Accessible Web Video and Audio

10 Accessible Web Video and Audio

If content you are sharing on your MacSite does not already have captions, consider the following:

Type of Video

Options

Videos that are shared

Videos that you create / own

Upload your content to a platform that allows for auto-generated captions and edit manually where needed

Consider writing a script – this will help with auto-captioning accuracy, improve recording efficiency, and can double as a transcript.
Consider including in your script audio descriptions of what is visually taking place on the screen. This is called Integrated Description and can reduce the need for described video accommodations.

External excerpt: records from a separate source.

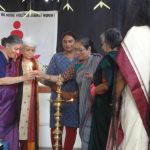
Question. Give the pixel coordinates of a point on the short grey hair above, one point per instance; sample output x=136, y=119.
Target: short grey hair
x=28, y=41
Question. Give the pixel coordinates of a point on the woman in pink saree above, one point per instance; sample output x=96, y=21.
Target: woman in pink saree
x=8, y=92
x=130, y=122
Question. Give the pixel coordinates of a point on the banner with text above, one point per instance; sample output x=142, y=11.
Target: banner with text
x=42, y=27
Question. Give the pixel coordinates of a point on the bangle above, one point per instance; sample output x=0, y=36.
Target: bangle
x=49, y=77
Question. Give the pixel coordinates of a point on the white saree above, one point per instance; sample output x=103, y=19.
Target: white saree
x=137, y=49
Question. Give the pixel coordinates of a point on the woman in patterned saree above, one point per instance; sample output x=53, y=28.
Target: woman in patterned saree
x=132, y=121
x=8, y=91
x=28, y=103
x=82, y=70
x=102, y=88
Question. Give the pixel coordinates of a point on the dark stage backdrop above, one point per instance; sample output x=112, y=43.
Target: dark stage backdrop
x=83, y=21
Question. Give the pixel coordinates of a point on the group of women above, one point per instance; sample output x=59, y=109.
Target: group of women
x=110, y=92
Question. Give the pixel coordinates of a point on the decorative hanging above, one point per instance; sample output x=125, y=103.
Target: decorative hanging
x=68, y=6
x=31, y=12
x=1, y=7
x=101, y=4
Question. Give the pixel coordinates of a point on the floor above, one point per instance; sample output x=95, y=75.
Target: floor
x=51, y=149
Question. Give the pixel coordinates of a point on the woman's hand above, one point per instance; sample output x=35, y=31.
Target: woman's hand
x=88, y=75
x=69, y=95
x=29, y=76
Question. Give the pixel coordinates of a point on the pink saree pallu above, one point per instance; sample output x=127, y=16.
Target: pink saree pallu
x=9, y=113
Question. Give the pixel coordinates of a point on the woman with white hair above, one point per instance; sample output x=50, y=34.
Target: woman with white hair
x=28, y=98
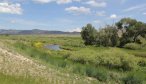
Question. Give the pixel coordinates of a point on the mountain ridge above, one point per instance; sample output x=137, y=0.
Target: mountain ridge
x=34, y=31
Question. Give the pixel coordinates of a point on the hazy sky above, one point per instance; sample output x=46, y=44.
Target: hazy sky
x=67, y=15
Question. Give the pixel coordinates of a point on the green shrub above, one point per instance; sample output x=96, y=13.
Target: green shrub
x=100, y=74
x=132, y=46
x=134, y=78
x=142, y=63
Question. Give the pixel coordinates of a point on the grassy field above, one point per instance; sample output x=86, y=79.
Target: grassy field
x=75, y=63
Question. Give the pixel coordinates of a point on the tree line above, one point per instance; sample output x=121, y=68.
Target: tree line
x=127, y=30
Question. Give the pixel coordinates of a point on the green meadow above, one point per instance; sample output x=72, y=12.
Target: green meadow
x=80, y=63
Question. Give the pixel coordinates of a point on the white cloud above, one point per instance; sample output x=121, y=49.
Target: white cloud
x=96, y=4
x=113, y=16
x=137, y=7
x=100, y=13
x=75, y=30
x=97, y=21
x=78, y=10
x=63, y=1
x=144, y=13
x=56, y=1
x=43, y=1
x=10, y=8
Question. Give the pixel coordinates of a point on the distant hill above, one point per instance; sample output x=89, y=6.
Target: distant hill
x=34, y=31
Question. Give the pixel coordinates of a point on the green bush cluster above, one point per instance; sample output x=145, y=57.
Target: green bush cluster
x=135, y=78
x=112, y=58
x=132, y=46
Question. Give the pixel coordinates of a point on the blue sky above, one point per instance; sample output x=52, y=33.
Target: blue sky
x=67, y=15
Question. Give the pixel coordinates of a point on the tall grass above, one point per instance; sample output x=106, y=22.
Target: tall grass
x=62, y=62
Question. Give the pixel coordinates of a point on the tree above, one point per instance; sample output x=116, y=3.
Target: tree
x=133, y=29
x=107, y=36
x=89, y=34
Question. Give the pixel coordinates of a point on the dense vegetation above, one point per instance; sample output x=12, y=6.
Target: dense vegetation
x=125, y=31
x=104, y=56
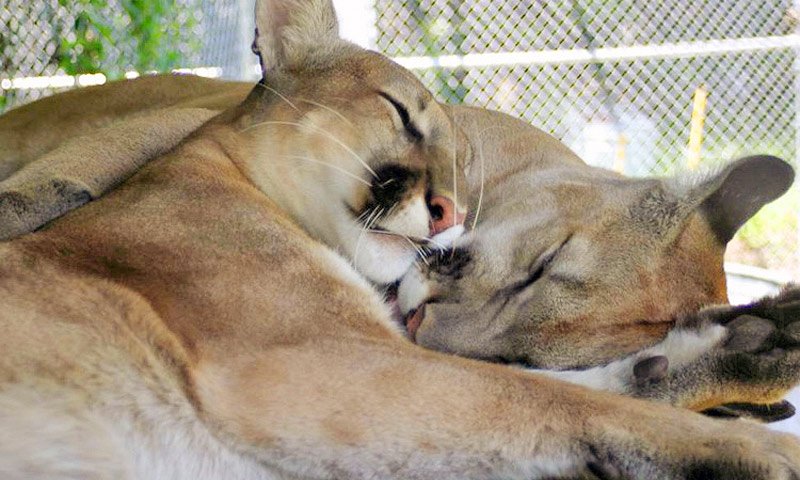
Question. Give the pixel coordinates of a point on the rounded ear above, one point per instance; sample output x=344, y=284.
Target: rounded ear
x=738, y=192
x=288, y=30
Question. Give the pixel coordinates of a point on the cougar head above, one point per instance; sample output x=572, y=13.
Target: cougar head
x=349, y=143
x=570, y=266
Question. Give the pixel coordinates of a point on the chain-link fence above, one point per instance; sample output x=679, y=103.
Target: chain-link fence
x=620, y=81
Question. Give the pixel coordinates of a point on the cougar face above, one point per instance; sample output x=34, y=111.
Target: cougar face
x=571, y=266
x=356, y=150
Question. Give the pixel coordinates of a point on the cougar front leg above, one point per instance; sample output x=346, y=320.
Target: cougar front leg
x=84, y=168
x=746, y=373
x=727, y=360
x=363, y=409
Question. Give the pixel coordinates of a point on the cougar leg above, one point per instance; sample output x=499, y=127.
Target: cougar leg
x=48, y=439
x=88, y=166
x=380, y=410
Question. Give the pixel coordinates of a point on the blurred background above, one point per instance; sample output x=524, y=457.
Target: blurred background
x=638, y=86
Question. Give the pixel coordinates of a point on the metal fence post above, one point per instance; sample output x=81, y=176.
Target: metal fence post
x=246, y=26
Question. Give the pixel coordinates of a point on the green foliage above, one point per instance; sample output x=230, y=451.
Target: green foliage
x=100, y=36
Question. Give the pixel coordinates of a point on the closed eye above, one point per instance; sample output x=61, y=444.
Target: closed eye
x=539, y=267
x=409, y=126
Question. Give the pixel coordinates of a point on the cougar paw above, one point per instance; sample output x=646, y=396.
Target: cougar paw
x=688, y=447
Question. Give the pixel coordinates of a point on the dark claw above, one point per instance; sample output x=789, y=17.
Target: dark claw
x=763, y=413
x=651, y=369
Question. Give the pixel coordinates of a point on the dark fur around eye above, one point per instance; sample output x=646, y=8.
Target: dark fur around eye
x=411, y=129
x=391, y=184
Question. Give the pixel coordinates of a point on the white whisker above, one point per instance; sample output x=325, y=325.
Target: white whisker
x=364, y=229
x=483, y=173
x=323, y=132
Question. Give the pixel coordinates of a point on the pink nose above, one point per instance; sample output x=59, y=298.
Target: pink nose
x=444, y=214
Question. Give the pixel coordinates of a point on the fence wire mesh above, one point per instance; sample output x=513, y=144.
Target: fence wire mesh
x=614, y=79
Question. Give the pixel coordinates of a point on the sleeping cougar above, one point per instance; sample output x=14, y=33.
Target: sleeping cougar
x=699, y=365
x=161, y=321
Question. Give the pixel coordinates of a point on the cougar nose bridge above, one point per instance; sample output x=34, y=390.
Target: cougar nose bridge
x=444, y=213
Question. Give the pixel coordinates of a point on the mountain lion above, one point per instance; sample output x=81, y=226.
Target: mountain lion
x=197, y=322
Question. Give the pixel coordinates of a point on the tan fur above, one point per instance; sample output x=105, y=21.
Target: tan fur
x=507, y=149
x=194, y=317
x=510, y=154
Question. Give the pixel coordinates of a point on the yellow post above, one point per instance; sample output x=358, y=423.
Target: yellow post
x=696, y=129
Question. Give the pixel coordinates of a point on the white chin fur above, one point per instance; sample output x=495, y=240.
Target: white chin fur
x=681, y=347
x=413, y=291
x=382, y=258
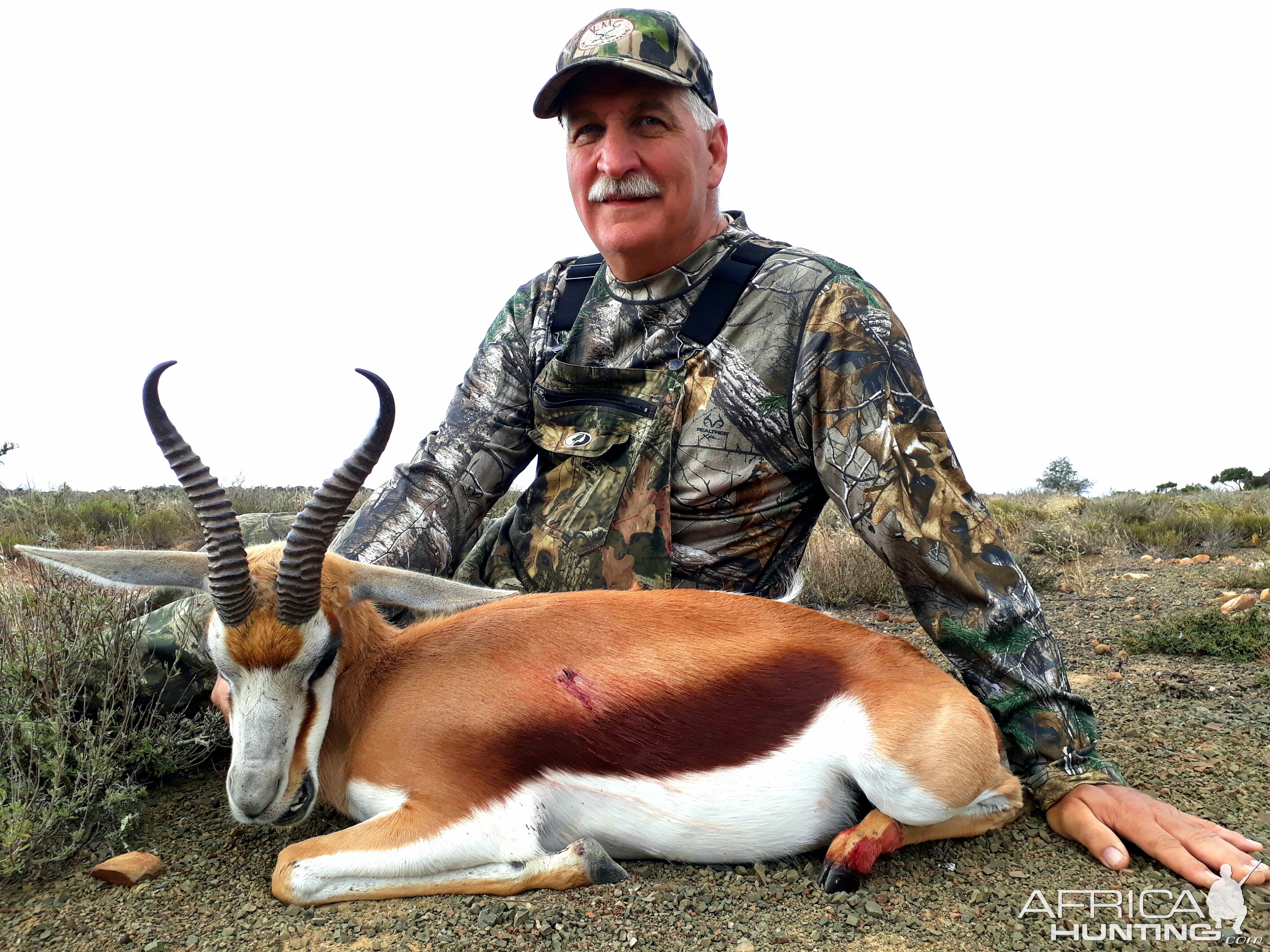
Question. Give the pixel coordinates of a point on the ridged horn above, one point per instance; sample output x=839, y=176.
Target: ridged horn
x=300, y=568
x=228, y=574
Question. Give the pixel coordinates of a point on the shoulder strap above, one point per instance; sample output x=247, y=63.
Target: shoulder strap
x=723, y=290
x=577, y=284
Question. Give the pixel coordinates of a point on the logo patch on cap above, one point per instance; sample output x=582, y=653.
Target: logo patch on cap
x=607, y=31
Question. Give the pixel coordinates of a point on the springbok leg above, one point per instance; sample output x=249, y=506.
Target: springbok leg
x=402, y=853
x=854, y=852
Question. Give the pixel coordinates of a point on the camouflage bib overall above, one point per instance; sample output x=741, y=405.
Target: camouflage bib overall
x=599, y=514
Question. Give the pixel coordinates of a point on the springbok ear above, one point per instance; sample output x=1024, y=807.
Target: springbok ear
x=127, y=568
x=424, y=593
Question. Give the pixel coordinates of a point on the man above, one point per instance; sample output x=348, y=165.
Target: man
x=694, y=399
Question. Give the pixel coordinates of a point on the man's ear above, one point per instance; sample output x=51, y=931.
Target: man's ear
x=126, y=568
x=422, y=593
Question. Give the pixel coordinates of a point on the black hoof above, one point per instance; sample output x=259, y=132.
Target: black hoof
x=600, y=866
x=839, y=879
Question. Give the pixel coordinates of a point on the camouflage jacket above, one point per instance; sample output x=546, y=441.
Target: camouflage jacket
x=811, y=393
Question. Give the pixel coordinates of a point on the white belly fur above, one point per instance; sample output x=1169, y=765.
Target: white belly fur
x=793, y=800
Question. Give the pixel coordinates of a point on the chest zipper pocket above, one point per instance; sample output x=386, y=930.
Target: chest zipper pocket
x=556, y=399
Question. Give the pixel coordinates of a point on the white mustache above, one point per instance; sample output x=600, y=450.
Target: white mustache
x=633, y=184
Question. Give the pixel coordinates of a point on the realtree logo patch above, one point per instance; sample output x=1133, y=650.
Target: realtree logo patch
x=602, y=32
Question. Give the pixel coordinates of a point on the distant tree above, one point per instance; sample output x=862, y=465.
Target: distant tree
x=7, y=448
x=1237, y=477
x=1061, y=477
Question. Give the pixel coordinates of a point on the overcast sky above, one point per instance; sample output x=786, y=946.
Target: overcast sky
x=1066, y=204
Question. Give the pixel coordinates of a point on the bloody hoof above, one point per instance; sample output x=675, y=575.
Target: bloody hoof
x=600, y=866
x=836, y=878
x=856, y=850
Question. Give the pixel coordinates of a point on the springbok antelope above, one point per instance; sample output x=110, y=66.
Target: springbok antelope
x=519, y=743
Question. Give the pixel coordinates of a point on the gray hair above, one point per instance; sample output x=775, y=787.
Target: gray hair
x=702, y=113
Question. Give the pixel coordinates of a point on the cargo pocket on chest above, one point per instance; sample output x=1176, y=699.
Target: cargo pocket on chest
x=577, y=498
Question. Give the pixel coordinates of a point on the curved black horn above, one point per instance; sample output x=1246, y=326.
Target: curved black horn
x=228, y=575
x=300, y=566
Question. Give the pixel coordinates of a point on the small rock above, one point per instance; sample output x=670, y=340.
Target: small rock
x=129, y=869
x=1239, y=605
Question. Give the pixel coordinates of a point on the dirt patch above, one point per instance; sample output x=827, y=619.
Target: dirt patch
x=1192, y=730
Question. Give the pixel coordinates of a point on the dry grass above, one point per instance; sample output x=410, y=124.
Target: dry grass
x=839, y=569
x=155, y=517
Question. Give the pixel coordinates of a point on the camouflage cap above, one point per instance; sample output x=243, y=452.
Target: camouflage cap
x=652, y=42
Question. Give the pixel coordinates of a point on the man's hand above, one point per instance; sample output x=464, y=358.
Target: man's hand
x=221, y=697
x=1104, y=817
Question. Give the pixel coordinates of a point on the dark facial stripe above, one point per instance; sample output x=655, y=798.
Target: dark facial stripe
x=299, y=757
x=677, y=733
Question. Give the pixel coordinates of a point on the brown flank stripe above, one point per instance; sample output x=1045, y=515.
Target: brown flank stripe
x=670, y=733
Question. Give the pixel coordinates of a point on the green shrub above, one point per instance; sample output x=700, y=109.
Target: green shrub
x=75, y=747
x=162, y=528
x=103, y=516
x=1244, y=637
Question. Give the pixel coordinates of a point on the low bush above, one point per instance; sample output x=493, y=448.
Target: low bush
x=1246, y=579
x=75, y=746
x=1241, y=638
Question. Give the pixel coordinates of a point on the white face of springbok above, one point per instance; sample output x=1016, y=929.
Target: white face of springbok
x=271, y=637
x=282, y=678
x=280, y=703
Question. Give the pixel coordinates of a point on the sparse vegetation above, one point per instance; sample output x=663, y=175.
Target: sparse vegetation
x=75, y=748
x=141, y=518
x=839, y=569
x=1250, y=579
x=1244, y=637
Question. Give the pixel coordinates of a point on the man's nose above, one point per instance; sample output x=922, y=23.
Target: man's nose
x=618, y=154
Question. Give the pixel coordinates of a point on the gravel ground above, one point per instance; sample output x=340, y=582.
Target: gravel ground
x=1194, y=732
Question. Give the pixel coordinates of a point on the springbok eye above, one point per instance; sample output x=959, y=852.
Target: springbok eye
x=328, y=659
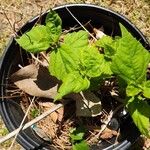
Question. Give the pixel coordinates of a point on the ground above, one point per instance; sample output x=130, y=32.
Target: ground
x=14, y=13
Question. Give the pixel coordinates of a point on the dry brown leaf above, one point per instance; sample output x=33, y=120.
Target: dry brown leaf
x=55, y=116
x=36, y=81
x=107, y=134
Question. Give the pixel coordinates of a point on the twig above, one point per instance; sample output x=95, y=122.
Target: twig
x=22, y=122
x=37, y=59
x=84, y=99
x=27, y=125
x=80, y=23
x=106, y=122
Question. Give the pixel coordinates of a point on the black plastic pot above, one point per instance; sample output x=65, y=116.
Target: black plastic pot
x=12, y=113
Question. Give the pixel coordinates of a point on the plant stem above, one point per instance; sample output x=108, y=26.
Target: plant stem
x=27, y=125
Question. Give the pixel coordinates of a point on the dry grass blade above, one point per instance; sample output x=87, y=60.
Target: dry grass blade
x=80, y=23
x=37, y=119
x=21, y=125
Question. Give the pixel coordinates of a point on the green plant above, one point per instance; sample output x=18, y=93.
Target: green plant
x=77, y=139
x=82, y=63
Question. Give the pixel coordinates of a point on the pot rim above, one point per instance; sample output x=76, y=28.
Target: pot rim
x=123, y=20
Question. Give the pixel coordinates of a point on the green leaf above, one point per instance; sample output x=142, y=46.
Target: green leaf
x=76, y=40
x=91, y=61
x=81, y=146
x=108, y=44
x=133, y=90
x=146, y=89
x=36, y=40
x=131, y=59
x=72, y=83
x=140, y=112
x=54, y=24
x=63, y=61
x=66, y=58
x=106, y=67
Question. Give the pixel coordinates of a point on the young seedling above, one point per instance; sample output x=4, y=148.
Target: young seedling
x=79, y=64
x=77, y=139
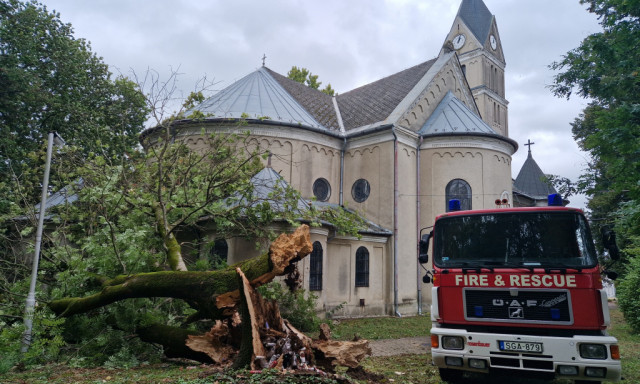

For the distribution of .mp3 / audio files, the most essential alternative sensory modality that one can include is:

A transcript!
- (A plain-text version of the speech or audio in an audio recording)
Consistent feedback from Blind and Deaf learners, as well as learners for whom English is not a first language – having access to a video or audio transcript is not only preferred – it offers access to materials in a way that video / audio cannot.

Feedback from the McMaster community around inconsistency of ASR results (e.g., closed captions and transcripts) has been dependent on the following factors:
- Speaking in a “non-native” English accent (even when person’s 1st or 2nd language is an English dialect, e.g., Chinese English and Indian English).
- Using complex vocabulary (e.g., STEM and Humanities).
- Speaking with speech impairment.
We are hoping to acknowledge here that these experiences are real and valid.
- ASR currently depends on linguistics / language data-sets to “train” the Ai-technology to recognize both accent and vocabulary variation.
- Due to histories of intersectional oppression and colonization – Data sets containing rich and varied examples of accents, speech impairments and even specific vocabulary usages are limited in comparison to “native” English speaking data sets.
- Because of this (overly-simplified) explanation, those embodying the above experiences will face different and additional barriers than those who do not embody these experiences (e.g., needing to depend more on heavily scripted content to upload to a video’s captioning interface).